Like a lot of people at this time of year, I'm feeling particularly stressed. I'm trying to enjoy the season, I'm trying to be grateful, I'm trying to live in the moment, but I still feel stressed. And because I hate feeling uncomfortable feelings, I am trying to find even more ways to feel better (there are already plenty on this blog). And so, I've been reading further afield about stress – and I've come across this perspective that just blows my mind:

Stress comes from our wanting things to be different from how they really are.

This concept has its roots in Buddhist psychology, but it's also a strong theme in the work of UCLA psychiatry professor and author Dr Dan Seigel, who says:

Stress occurs when the mind holds tight to what 'should be' and creates tension between that and what really is.

The late Dr Wayne Dyer explored this concept too, and said stress comes when our expectations don't match our reality. When what we think 'should' be happening isn't happening, we feel stressed.

So then, the solution for reducing our stress must lie in:

  • examining our expectations and deciding whether they're reasonable in our current situation
  • accepting reality as it is right now and surrendering to what is in this moment
  • unclenching our fists
  • letting go of the need to control. 

Sound familiar? All these ideas form the foundation of mindfulness (noticing what comes without judgement) and other meditative practices (letting go), and are at the heart of spiritual development (believing in a power greater than ourselves but of which we are a part). 

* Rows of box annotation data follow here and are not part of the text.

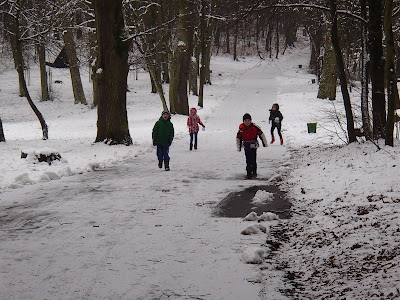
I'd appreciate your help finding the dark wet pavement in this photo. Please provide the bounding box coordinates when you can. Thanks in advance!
[214,185,291,219]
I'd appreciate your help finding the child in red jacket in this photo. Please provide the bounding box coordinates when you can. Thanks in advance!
[187,107,206,151]
[236,114,268,179]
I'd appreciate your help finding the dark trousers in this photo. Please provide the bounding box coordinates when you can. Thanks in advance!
[157,145,169,162]
[244,149,257,175]
[271,121,282,139]
[189,132,198,145]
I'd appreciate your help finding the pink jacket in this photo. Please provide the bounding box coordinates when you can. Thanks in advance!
[187,115,204,133]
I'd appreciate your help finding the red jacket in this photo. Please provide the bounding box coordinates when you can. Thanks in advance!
[187,115,204,133]
[236,123,267,151]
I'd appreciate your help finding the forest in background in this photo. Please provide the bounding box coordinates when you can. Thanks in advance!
[0,0,400,145]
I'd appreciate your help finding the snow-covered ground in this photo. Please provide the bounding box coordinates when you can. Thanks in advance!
[0,38,400,299]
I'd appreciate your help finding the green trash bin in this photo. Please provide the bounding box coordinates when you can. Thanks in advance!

For me, I can see where I create a lot of my own stress and suffering from having high and unreasonable expectations of myself and what I can get done in any given day (or year). This would be true of a lot of parents juggling to keep up but feeling like they're failing at their own game. There are links here to perfectionism, fear of not being good enough, and a belief in lack and limitation (not enough time, for example). 

These are all complex topics, but the basic idea is simple: stress comes from expecting things to be different from how they are in this moment. And, logically then, peace comes from letting go of those expectations and accepting reality as it is right now (a place from which we can start to make positive change if that's what we want).

As we roll into the craziness of Christmas, I'm finding this idea particularly useful.